From: Ian Schram <ischram@telenet.be>
To: Linux Kernel Mailing List <linux-kernel@vger.kernel.org>
Cc: xiaoguangrong@cn.fujitsu.com
Subject: perf_copy_attr pointer arithmetic weirdness
Date: Fri, 18 Sep 2009 21:26:26 +0200 [thread overview]
Message-ID: <4AB3DEE2.3030600@telenet.be> (raw)
There is some -to me at least- weird code in per_copy_attr. Which supposedly
checks that all bytes trailing a struct are zero.
It doesn't seem to get pointer arithmetic right. Since it increments
an iterating pointer by sizeof(unsigned long) rather than 1.
I believe this has an impact on the exploitability of the recent buffer overflow
in the perf_copy_attr function. I'm pretty sure I'm not the only one who noticed
this, but i couldn't find it being mentioned. For some reason people prefer
mmaping something at zero these days?
I have appended a patch locating the issue. The PTR_ALIGN stuff right above it
doesn't seem to take any boundary conditions into account which is probably not
a good thing either.
(I'm not subscribed, please add me in CC.)

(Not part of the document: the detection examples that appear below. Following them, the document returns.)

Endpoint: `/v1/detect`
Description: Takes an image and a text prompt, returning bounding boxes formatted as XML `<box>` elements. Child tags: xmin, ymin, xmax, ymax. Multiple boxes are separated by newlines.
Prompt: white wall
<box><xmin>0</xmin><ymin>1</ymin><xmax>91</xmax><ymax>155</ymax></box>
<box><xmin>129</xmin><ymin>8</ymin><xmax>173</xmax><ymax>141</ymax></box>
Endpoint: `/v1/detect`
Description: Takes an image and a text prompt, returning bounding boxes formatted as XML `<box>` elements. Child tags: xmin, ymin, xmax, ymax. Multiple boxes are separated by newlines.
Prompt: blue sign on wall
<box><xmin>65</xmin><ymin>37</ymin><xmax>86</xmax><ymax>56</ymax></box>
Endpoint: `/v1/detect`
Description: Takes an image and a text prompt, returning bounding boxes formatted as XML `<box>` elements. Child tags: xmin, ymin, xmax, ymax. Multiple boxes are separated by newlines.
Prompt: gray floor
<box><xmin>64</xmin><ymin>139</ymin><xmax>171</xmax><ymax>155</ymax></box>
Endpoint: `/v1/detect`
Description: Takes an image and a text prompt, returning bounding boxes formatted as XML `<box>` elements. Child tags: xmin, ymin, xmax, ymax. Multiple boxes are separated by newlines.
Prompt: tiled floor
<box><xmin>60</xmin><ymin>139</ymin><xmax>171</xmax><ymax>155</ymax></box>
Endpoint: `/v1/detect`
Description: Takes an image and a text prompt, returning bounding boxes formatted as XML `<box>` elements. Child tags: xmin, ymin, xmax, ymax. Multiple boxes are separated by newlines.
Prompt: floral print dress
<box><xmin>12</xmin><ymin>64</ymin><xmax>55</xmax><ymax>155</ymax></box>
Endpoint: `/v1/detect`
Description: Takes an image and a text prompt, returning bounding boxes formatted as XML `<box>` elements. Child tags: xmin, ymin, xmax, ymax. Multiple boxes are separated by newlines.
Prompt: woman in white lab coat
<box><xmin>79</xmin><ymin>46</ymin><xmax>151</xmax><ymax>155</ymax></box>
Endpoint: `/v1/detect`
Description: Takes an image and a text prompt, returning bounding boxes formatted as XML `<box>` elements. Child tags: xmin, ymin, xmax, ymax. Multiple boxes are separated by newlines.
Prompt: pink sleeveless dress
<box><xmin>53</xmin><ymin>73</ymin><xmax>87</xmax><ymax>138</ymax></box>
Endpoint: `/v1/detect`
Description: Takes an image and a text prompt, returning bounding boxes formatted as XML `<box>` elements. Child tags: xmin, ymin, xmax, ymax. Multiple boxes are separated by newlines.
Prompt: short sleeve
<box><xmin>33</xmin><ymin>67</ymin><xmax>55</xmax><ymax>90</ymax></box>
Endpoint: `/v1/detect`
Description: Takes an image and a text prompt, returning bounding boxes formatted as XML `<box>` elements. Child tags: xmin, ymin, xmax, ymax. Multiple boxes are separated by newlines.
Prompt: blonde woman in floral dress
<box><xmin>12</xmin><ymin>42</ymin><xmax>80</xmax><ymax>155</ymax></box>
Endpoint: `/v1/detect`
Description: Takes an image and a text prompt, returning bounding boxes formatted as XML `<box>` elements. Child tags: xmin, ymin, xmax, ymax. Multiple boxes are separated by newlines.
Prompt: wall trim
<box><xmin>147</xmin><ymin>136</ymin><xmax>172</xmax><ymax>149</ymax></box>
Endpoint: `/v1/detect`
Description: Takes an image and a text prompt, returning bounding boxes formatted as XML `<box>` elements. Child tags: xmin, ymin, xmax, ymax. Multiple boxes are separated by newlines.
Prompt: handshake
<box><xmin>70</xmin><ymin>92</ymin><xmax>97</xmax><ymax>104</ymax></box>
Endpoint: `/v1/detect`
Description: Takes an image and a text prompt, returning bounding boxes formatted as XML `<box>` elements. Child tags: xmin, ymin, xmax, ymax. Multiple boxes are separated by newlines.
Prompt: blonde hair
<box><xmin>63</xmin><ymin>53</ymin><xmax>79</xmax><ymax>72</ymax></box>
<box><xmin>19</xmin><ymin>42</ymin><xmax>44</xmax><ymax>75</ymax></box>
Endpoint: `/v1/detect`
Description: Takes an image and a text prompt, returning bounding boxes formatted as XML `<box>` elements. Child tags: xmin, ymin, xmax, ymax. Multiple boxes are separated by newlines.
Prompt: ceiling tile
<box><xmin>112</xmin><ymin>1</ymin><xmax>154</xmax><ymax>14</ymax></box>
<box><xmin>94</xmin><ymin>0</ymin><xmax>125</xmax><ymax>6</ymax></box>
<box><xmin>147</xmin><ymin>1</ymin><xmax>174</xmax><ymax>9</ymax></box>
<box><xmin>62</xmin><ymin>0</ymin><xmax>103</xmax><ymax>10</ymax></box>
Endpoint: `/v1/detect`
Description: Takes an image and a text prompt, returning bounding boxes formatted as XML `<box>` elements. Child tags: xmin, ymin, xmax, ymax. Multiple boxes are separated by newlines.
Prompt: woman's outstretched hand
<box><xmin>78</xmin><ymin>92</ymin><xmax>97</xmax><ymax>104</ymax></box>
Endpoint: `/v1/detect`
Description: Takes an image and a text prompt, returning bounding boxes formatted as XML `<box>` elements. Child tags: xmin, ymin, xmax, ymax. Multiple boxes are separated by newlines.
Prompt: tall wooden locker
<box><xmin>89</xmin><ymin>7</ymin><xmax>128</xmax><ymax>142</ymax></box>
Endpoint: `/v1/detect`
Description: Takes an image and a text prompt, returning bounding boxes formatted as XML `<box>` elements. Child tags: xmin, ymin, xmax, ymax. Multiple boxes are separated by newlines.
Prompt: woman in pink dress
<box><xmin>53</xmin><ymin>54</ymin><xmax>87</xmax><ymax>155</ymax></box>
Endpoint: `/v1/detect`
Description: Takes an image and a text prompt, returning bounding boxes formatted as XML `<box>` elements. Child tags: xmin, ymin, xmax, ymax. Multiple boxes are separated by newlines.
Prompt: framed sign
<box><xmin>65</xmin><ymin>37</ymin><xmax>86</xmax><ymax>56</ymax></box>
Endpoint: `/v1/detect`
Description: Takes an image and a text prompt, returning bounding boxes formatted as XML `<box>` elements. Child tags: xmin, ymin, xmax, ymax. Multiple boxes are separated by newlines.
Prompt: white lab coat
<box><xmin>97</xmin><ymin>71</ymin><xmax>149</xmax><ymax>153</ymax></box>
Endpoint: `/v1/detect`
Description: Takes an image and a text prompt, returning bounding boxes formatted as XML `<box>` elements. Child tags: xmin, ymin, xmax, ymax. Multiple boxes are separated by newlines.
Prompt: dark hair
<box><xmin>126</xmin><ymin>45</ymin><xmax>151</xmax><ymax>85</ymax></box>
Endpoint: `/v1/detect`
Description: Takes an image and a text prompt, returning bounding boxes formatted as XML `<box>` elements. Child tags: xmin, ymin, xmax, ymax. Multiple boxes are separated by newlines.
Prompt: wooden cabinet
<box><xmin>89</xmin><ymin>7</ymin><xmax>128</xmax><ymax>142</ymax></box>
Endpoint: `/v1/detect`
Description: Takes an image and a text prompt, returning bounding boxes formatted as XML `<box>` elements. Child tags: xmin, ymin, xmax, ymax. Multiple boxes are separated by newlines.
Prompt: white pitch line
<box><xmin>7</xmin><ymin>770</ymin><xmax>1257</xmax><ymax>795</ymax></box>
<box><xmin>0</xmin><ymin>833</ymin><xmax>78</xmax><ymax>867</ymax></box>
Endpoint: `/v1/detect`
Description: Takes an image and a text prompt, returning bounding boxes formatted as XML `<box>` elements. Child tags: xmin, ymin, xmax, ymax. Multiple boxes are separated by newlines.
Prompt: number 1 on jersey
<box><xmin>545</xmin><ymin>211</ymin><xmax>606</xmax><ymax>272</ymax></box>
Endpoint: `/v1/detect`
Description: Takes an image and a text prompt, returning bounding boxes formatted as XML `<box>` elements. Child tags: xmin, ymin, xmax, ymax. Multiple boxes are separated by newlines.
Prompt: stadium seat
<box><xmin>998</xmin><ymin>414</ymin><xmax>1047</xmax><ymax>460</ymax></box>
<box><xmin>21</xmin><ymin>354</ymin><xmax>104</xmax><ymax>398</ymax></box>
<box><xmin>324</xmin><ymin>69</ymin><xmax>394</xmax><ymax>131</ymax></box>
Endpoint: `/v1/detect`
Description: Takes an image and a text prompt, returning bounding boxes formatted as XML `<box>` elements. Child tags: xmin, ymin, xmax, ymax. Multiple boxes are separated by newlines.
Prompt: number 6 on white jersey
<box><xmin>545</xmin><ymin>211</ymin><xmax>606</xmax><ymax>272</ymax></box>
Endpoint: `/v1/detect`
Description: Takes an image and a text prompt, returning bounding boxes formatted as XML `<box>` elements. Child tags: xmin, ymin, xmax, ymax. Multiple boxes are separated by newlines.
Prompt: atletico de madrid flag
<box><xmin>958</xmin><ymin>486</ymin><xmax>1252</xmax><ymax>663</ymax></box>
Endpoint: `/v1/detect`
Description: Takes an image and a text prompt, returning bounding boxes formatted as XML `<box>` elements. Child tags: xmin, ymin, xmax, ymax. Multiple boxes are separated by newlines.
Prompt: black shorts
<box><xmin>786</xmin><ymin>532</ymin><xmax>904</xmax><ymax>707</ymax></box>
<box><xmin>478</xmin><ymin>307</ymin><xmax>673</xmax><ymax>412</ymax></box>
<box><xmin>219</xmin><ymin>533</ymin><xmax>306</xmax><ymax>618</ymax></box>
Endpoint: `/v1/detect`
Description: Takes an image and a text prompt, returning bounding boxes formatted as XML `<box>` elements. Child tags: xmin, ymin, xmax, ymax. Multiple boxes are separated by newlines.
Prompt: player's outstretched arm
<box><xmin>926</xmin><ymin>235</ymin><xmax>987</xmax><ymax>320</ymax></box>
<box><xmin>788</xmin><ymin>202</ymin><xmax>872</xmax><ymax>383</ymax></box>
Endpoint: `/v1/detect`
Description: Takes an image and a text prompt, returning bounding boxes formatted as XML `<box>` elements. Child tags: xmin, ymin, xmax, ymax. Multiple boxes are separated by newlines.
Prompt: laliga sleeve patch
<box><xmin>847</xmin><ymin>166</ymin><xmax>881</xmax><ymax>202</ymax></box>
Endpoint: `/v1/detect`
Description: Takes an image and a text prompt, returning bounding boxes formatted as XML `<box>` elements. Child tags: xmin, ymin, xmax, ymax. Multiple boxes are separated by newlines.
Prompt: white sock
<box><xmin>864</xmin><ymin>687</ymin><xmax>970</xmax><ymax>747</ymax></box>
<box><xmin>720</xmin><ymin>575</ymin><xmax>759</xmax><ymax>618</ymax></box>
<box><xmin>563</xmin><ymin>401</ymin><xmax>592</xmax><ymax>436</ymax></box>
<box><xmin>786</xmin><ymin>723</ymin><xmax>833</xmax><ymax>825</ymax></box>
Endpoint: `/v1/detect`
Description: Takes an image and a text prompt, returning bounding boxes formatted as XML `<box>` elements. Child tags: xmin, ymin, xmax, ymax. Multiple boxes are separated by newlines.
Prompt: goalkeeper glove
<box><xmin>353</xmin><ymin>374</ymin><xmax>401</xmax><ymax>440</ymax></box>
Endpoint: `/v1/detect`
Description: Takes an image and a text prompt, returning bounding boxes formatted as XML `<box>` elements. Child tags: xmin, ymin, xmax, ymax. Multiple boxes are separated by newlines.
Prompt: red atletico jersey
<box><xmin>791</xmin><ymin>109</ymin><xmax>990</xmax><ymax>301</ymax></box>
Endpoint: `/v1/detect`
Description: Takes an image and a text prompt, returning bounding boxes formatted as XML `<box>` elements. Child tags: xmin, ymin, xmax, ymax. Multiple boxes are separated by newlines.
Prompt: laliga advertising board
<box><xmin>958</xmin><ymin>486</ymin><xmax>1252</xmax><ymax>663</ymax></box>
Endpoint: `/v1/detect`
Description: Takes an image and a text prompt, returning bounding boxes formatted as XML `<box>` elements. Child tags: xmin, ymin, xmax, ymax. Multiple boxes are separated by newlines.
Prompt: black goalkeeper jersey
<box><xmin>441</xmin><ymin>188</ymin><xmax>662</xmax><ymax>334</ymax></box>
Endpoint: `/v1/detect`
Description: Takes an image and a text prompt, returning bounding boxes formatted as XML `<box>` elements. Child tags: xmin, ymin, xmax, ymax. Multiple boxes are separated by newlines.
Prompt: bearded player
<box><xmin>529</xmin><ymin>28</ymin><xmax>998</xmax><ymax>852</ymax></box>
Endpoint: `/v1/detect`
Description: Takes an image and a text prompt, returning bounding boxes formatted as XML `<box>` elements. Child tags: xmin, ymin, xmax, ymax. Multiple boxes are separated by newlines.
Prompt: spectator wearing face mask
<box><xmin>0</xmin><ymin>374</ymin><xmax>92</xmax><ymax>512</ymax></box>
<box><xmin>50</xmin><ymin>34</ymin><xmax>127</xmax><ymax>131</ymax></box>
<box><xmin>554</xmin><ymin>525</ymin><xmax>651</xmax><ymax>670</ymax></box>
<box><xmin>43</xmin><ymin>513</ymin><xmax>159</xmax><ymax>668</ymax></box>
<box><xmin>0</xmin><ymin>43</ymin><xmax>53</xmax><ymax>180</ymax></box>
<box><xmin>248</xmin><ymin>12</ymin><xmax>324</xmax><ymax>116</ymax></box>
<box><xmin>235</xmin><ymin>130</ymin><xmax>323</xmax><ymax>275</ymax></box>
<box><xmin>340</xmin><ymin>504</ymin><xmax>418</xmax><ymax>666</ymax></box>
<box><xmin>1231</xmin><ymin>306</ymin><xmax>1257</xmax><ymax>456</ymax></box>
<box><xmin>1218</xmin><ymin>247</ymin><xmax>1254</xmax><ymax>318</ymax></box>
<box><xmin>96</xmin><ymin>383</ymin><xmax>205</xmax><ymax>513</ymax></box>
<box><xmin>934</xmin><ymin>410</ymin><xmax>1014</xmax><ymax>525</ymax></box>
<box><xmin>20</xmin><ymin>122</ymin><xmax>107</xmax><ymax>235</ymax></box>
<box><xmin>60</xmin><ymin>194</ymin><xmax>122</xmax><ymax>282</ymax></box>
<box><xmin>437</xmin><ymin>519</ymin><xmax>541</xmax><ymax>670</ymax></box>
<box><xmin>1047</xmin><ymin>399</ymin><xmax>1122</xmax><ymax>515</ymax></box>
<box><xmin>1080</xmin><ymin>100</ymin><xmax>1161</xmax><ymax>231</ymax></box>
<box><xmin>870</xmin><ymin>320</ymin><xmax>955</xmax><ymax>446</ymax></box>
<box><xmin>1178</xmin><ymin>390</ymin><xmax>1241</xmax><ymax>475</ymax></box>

signed-of-by Ian Schram <ischram@telenet.be>
diff --git a/kernel/perf_counter.c b/kernel/perf_counter.c
index 8cb94a5..9c7590e 100644
--- a/kernel/perf_counter.c
+++ b/kernel/perf_counter.c
@@ -4208,7 +4208,7 @@ static int perf_copy_attr(struct perf_counter_attr __user *uattr,
end = PTR_ALIGN((void __user *)uattr + size,
sizeof(unsigned long));
- for (; addr < end; addr += sizeof(unsigned long)) {
+ for (; addr < end; ++addr) {
ret = get_user(val, addr);
if (ret)
return ret;
next reply other threads:[~2009-09-18 19:26 UTC|newest]
Thread overview: 5+ messages / expand[flat|nested] mbox.gz Atom feed top
2009-09-18 19:26 Ian Schram [this message]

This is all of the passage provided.